A few nights ago I broke one of my rules and it stretched me. It felt uncomfortable and wrong at first. My mind was telling me that it was wrong and my emotions dispensing anxiety like a slot machine hitting triple lucky sevens. It could not be right for me to do it since it felt so wrong. I suppressed the voice in my head that was screaming, “NO, DON’T DO IT BUD!” I pushed back the anxiety that I was feeling for what I was about to do. The battle in my mind was furious. Over the years I have heard a few preachers say that if it feels wrong and your mind is saying don’t, you better not do it. This felt wrong and my mind was saying don’t but I did it anyway.

You may be wondering what I did. Let me tell you. We went to a movie (that’s not it) a few nights ago and I have had a hard and fast rule for years that no popcorn can be eaten out of the bag or bucket until the movie starts. Carla has tried to tell me in the past that the legal point for popcorn eating is when the previews start. She can be tricky but I wasn’t born yesterday and a rule is a rule.

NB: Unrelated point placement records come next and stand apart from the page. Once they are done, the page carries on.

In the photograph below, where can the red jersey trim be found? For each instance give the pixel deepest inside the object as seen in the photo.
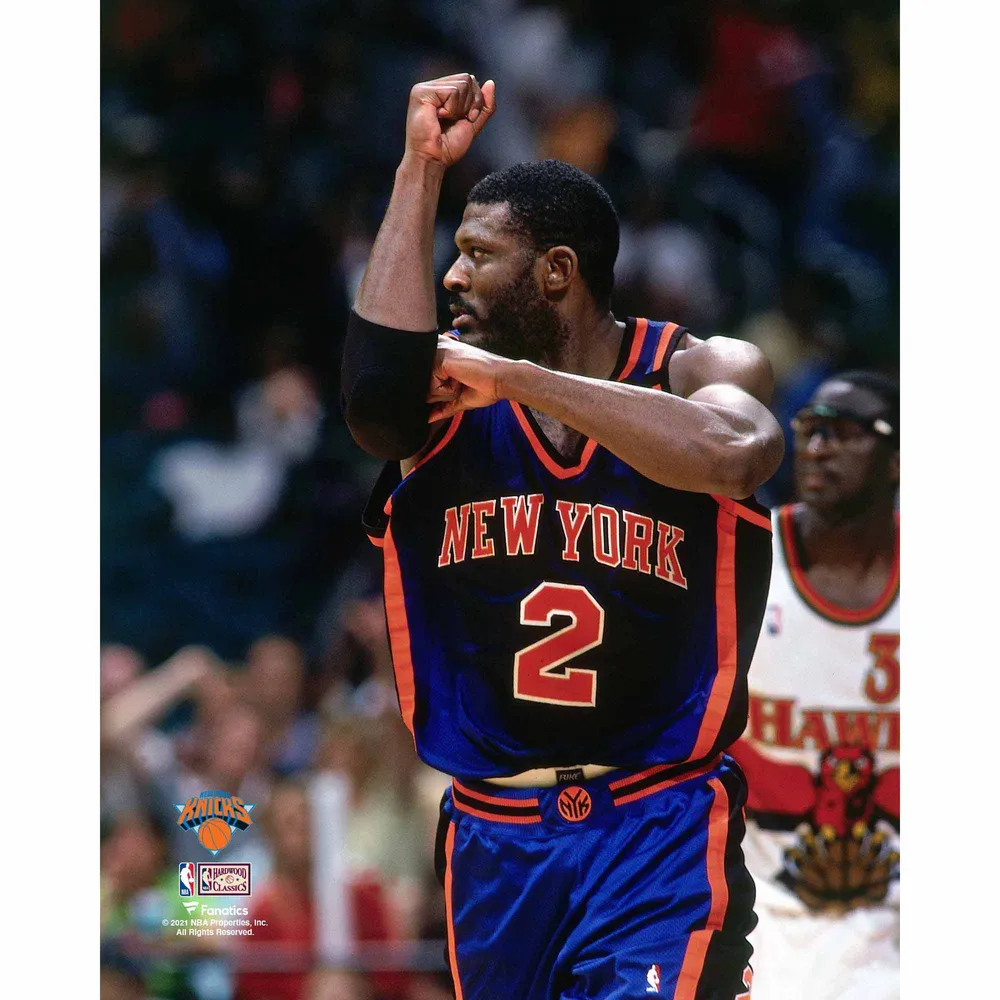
(725, 634)
(399, 629)
(740, 510)
(822, 605)
(715, 864)
(449, 908)
(442, 443)
(552, 462)
(661, 347)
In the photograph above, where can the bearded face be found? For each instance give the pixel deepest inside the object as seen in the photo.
(496, 297)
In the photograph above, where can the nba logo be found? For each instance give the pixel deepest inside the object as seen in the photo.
(653, 979)
(185, 878)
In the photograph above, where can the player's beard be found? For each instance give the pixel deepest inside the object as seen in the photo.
(521, 324)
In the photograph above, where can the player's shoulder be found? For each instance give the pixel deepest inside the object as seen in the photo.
(719, 359)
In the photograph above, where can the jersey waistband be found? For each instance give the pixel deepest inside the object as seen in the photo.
(547, 777)
(527, 804)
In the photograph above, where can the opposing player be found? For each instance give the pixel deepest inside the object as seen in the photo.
(575, 576)
(821, 751)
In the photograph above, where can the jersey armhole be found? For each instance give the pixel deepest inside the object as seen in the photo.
(659, 375)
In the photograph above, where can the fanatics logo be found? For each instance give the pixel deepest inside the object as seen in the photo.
(574, 804)
(653, 979)
(223, 880)
(772, 619)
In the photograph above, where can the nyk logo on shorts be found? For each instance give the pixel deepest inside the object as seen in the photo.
(213, 817)
(574, 804)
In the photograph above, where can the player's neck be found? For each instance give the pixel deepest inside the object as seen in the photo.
(861, 540)
(593, 349)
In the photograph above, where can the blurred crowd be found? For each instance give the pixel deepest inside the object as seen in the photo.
(248, 148)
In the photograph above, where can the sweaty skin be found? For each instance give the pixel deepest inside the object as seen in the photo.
(714, 434)
(846, 520)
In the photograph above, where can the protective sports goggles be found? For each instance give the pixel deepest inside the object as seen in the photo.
(836, 425)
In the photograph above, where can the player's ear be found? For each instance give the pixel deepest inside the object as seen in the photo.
(561, 266)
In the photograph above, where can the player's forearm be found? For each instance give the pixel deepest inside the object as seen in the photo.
(397, 289)
(688, 444)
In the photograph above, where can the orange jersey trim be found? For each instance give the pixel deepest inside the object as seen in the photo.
(638, 339)
(694, 956)
(819, 603)
(557, 470)
(550, 463)
(740, 510)
(725, 634)
(493, 799)
(660, 785)
(399, 629)
(448, 435)
(496, 817)
(661, 347)
(449, 908)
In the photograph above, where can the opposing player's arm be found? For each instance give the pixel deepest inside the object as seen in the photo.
(714, 435)
(391, 336)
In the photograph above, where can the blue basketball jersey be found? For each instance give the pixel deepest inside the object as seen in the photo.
(548, 611)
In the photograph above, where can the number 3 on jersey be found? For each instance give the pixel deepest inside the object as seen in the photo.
(539, 671)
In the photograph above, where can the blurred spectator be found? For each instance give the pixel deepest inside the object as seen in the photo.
(275, 684)
(287, 904)
(139, 894)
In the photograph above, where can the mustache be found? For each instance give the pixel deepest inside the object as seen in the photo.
(454, 302)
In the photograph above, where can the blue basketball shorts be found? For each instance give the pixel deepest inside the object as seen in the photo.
(629, 885)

On this night something happened that caught my attention. I saw Carla get some popcorn out of Joshua’s bag during the previews. At that moment, the temptation to let her have some out of our bag hit me with full force. I was about to break a rule that I have held for years and it didn’t feel right but it was very right. I leaned over and whispered to her that she could have some of our popcorn before the movie starts. She looked twice to make sure she wasn’t sitting by the wrong man. Nope, it was her man, the rule breaker!

I have discovered over the years that we Christians are notorious for making up rules (more religious than the popcorn rule) that have no basis in the scriptures but we tend to hold to them as if our spot in heaven depended on it. We also tend to hold others to our rules. It is almost as if we need to keep a lot of rules to feel like God loves us. That is not unlike the Pharisee’s of Jesus earthly ministry. Not only did they have the Law to adhere to but they added their own rules to the Law to make them feel more holy. When Jesus broke some of their rules they were very upset and it solidified for them that he couldn’t be the Messiah. Surely the Messiah wouldn’t break their religious rules would he? He would and he did!

I think one rule that we could all stand to keep without breaking it is the rule of not judging others based on our self-imposed and sometimes self-righteous rules. Also, know that some of the religious rules we establish in our minds, that have no biblical foundation, can make us feel like we are doing something wrong if we break them. The very right thing to do is break them and our dependence on them for a right standing with God. Religious rule keeping doesn’t make us more holy, more acceptable to God, or more loved by God. As a matter of fact, it can take us further away from the true Holiness of God. The more we depend on rule keeping (like the Pharisee’s) to find acceptance with God, the less we trust in the grace of God through Christ.

If you want to be free to know and walk with Jesus, embrace the words of the apostle Paul, “…not having a righteousness of my own that comes from the law, but that which is through faith in Christ - the righteousness that comes from God and is by faith.”